Sample — a dict of numpy arrays plus an optional timestamp. Synchronous data: all requested channels, timestamp=None. Asynchronous data: one event, one channel, timestamp set.
Synchronous datasets (ProfiledDataset + YAML profiles) — index = frame. Random access, DataLoader-ready.
Asynchronous datasets (AsyncLayoutDataset layouts; RawDataset, TartanKittiDataset) — index = position in the merged, timestamp-ordered event timeline.
synchronize() bridges the two: it resamples an asynchronous dataset onto a reference clock (a channel, a fixed rate, or distance ticks) and returns a view that is synchronous — so the entire downstream API applies identically to both worlds.

Views, not copies

filter, select, cache, join, concat, synchronize all return full AbstractDataset objects. All except cache() are lazy: they compute index mappings at construction and read data only on __getitem__. This is what makes experimentation cheap — a filtered, synchronized, channel-projected view of a 100 GB dataset costs a few arrays of integers.

Sweeps that are expensive (predicate filters) expose their result (view.indices) so you can persist and reload it: sweep once, reload free is a recurring pattern (.apairo plays the same role for derived channels).

Where code lives: mechanisms vs collections

The ecosystem is several repositories, split by dependency profile and execution context — not by concept:

apairo (core) — mechanisms: the dataset model, views, loaders, persistence machinery, and the contracts that extensions implement. numpy + PyYAML, nothing else.

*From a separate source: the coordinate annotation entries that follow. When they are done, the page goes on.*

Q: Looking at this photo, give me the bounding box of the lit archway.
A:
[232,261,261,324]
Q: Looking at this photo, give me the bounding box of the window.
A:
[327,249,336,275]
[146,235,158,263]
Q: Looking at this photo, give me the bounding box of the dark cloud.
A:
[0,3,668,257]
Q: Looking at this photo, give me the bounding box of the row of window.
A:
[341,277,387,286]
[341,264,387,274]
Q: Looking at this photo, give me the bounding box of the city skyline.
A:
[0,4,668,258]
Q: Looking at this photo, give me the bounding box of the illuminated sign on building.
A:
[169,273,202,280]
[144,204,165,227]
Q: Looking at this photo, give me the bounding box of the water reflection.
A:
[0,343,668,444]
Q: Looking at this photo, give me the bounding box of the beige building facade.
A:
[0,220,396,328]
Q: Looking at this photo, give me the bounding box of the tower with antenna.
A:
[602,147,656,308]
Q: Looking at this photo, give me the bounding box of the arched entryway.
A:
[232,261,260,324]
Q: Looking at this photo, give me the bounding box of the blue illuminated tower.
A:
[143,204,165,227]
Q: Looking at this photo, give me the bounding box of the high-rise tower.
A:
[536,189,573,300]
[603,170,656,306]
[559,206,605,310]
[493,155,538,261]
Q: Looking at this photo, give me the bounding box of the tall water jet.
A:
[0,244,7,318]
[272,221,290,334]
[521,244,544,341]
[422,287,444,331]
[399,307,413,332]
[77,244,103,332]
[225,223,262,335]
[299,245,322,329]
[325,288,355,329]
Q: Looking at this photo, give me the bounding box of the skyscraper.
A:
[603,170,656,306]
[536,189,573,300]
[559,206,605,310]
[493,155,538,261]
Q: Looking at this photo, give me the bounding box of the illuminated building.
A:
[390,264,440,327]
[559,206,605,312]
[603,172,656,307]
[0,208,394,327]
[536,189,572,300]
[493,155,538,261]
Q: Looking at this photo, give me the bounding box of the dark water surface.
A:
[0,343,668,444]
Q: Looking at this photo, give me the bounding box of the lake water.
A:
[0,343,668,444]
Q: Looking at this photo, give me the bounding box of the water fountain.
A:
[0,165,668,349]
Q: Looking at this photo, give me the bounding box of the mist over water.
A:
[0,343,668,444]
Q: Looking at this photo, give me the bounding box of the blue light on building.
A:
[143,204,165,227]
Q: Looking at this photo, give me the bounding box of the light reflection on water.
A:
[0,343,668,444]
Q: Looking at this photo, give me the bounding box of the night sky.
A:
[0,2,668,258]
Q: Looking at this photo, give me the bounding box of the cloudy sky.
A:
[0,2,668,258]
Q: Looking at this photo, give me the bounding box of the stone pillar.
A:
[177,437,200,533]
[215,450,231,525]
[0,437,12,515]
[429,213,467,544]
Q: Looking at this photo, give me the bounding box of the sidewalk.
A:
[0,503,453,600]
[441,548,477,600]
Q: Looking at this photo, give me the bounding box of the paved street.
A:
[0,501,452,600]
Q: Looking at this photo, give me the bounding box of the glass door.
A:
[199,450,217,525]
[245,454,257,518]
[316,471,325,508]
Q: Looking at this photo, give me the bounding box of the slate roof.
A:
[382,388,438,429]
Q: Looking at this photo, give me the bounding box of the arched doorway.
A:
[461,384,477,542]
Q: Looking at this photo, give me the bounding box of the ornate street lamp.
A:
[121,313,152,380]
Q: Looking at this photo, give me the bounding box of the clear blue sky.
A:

Closed-ended by design.
apairo_transform — a collection of runtime ops (filters, augmentations, pose utilities, interpolators). numpy-only, safe to install in any training container. Open-ended.
apairo_preprocess — a collection of heavy offline preprocessors (ground segmentation, odometry, learned models). Runs once on a data server; its dependencies never contaminate training environments.
apairo_extractor — rosbags in, apairo layouts out.
apairo_rr — visualization via rerun.

The contracts crossing these boundaries are deliberately tiny: a transform is a callable on an array or a Sample; a preprocessor is one process() method plus declarative I/O attributes; a synchronization strategy is a callable on timestamp arrays; an interpolator is one __call__(t, t0, v0, t1, v1). Small contracts are what let collections grow without the core changing.

Honesty guarantees

Several APIs exist purely so the data never lies to you:

is_synchronous tells the truth through every view and composition.
SynchronizedView.frame_indices and .time_offsets() expose exactly which event (or bracketing pair) backs every value, and how stale it is.
tolerance drops frames rather than silently serving stale data; interpolation requires both bracketing events rather than extrapolating.
describe() and verify() report what is actually on disk versus what .apairo declares.

When extending apairo, preserve this property: it is the difference between a loader and a source of silent experimental error.